What the best opportunities look like now
The strongest value-add plays in Cottonwood Heights and Midvale are usually not dramatic overhauls. They are office suite refreshes for small users, neighborhood retail re-tenanting, adaptive reuse projects, and selective mixed-use or upper-floor repositioning where walkability, transit access, or town-center momentum can support better performance.
In Cottonwood Heights, that often means betting on placemaking, corridor quality, and a better user experience around Fort Union. In Midvale, it often means using adaptive reuse, access, and public financing tools to improve older space without overcapitalizing it.
If you are evaluating a landlord strategy, tenant requirement, or acquisition in either submarket, local context matters as much as the rent roll. Working through city plans, leasing assumptions, and improvement priorities early can help you avoid costly mistakes and uncover opportunities others miss.
If you want senior-level guidance on leasing, acquisitions, or repositioning strategy in Salt Lake County, Dan Rip offers hands-on commercial real estate advisory grounded in local market knowledge and practical deal execution.
FAQs
What makes Cottonwood Heights attractive for value-add retail and office?
- Cottonwood Heights benefits from active planning along the Fort Union corridor, the redevelopment of The Heights, and a higher-income consumer base that can support medical, professional, and service-oriented space.
What makes Midvale attractive for adaptive reuse projects?

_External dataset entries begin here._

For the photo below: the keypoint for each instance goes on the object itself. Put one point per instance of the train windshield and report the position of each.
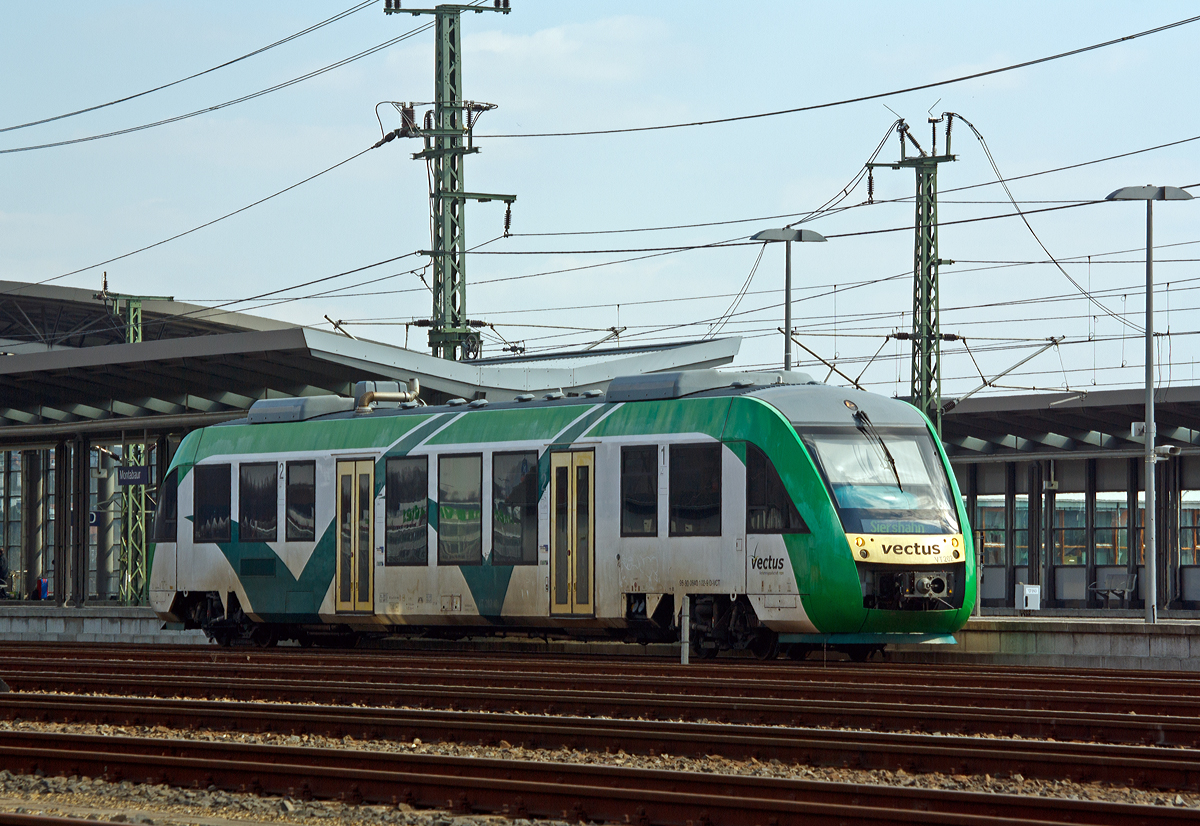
(886, 479)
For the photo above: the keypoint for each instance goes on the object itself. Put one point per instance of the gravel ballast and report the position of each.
(142, 803)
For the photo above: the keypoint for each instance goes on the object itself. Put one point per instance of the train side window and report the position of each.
(300, 502)
(695, 490)
(406, 524)
(769, 509)
(211, 497)
(461, 510)
(258, 502)
(166, 515)
(640, 491)
(515, 508)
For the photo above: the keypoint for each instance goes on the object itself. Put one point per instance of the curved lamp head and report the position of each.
(787, 234)
(1150, 193)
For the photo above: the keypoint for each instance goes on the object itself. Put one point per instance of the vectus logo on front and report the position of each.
(913, 549)
(767, 562)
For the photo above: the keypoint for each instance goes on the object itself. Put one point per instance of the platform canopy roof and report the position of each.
(1049, 425)
(66, 369)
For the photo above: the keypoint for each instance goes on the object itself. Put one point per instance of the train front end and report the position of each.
(895, 562)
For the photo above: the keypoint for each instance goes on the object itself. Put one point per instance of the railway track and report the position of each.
(1032, 688)
(1083, 762)
(832, 710)
(525, 789)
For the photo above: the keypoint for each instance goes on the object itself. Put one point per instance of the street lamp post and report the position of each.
(1150, 195)
(787, 234)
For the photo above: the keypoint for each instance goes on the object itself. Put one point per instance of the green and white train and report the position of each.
(785, 515)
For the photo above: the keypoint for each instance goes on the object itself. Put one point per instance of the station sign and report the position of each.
(132, 474)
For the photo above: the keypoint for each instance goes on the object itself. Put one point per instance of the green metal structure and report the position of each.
(133, 588)
(448, 141)
(927, 330)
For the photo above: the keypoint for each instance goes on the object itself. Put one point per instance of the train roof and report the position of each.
(795, 394)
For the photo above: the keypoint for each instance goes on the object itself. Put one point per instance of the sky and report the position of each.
(565, 276)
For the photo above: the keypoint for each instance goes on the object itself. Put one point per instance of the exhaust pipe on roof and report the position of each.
(364, 402)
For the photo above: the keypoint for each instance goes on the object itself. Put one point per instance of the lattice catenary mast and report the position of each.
(448, 139)
(927, 330)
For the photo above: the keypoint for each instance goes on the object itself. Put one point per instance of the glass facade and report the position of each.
(991, 518)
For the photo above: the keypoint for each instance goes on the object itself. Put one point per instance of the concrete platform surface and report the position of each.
(37, 622)
(1084, 642)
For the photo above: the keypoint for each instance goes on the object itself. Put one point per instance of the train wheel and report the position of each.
(263, 636)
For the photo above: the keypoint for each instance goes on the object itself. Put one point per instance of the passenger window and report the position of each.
(301, 502)
(406, 526)
(769, 509)
(695, 490)
(258, 502)
(461, 510)
(211, 496)
(640, 491)
(166, 515)
(515, 508)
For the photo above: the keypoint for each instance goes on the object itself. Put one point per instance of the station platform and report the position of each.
(1060, 641)
(37, 622)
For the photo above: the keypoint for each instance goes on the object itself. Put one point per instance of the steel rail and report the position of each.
(965, 676)
(523, 789)
(1125, 765)
(877, 716)
(683, 683)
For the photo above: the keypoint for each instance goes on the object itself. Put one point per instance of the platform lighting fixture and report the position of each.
(789, 235)
(1150, 195)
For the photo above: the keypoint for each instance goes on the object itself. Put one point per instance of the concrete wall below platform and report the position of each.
(33, 622)
(1077, 642)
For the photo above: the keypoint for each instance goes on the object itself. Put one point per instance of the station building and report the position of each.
(96, 391)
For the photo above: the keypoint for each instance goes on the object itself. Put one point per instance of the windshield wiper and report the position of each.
(864, 424)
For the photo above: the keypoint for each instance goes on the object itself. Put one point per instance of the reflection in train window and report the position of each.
(460, 510)
(640, 491)
(769, 509)
(406, 527)
(300, 512)
(211, 497)
(258, 502)
(515, 508)
(695, 497)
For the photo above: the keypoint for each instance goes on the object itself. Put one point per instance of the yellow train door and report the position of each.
(573, 533)
(355, 537)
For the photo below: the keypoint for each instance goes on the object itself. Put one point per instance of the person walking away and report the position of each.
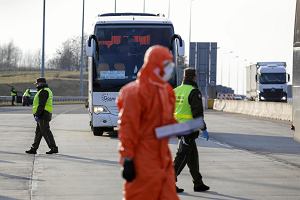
(26, 96)
(144, 105)
(188, 106)
(13, 94)
(42, 112)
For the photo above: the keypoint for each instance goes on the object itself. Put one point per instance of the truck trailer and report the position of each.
(267, 81)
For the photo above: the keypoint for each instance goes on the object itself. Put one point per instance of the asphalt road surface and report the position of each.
(246, 158)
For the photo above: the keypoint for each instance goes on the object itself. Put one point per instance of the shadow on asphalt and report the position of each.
(258, 143)
(7, 198)
(18, 177)
(217, 196)
(80, 159)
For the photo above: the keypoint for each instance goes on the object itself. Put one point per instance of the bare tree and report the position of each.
(10, 56)
(68, 56)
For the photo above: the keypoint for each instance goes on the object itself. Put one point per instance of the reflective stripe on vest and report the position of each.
(13, 93)
(26, 93)
(183, 110)
(48, 106)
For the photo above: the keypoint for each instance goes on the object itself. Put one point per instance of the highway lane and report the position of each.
(247, 158)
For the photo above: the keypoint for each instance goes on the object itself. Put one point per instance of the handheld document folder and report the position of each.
(180, 128)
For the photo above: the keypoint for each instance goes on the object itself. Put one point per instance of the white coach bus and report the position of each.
(116, 53)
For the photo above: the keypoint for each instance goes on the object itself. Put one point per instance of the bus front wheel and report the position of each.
(98, 131)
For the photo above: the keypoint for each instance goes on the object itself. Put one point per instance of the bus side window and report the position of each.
(103, 67)
(119, 66)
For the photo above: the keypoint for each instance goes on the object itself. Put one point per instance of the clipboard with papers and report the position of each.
(180, 129)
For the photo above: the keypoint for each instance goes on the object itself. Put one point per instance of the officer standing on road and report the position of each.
(13, 94)
(188, 106)
(144, 105)
(42, 112)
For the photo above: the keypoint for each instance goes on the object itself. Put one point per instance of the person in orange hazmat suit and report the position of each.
(144, 105)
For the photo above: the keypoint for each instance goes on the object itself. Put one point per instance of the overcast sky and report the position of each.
(255, 30)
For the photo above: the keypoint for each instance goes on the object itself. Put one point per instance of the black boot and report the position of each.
(31, 151)
(179, 190)
(52, 151)
(201, 188)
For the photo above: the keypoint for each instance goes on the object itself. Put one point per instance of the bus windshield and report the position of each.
(121, 52)
(272, 78)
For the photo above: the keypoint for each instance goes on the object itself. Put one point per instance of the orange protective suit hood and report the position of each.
(153, 66)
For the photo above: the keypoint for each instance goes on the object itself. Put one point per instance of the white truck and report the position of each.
(267, 81)
(115, 54)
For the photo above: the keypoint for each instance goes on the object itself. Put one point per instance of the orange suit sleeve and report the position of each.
(129, 121)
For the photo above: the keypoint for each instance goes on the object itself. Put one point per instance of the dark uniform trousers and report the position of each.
(187, 154)
(43, 130)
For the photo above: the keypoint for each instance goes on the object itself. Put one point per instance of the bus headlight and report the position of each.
(100, 109)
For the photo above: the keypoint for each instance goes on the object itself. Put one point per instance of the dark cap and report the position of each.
(189, 73)
(40, 80)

- Midvale has a Main Street revitalization strategy, adaptive reuse financing tools, and transit-oriented planning that support smaller-scale renovations and practical repositioning of older buildings.
Is office still a good value-add play in Salt Lake County?
- Office can still work, but the wider market remains soft, with 22.8% vacancy and 23.2% availability in Q1 2026, so success depends heavily on suite quality, concessions, and realistic leasing assumptions.
Why is retail more compelling than office right now?
- Retail is tighter overall, with 4.2% availability in Q1 2025 and limited new supply, which can make existing centers more competitive when they are well maintained and correctly tenanted.
What upgrades tend to matter most in Cottonwood Heights and Midvale?
- The strongest local signals point to façade improvements, signage, lighting, landscaping, parking and arrival upgrades, pedestrian access improvements, and code-compliance work.
Which tenants fit best in these two submarkets?
- The clearest fit includes medical, professional, service, food, and daily-needs users, with Cottonwood Heights leaning more toward polished convenience-driven space and Midvale leaning more toward access-driven, practical space.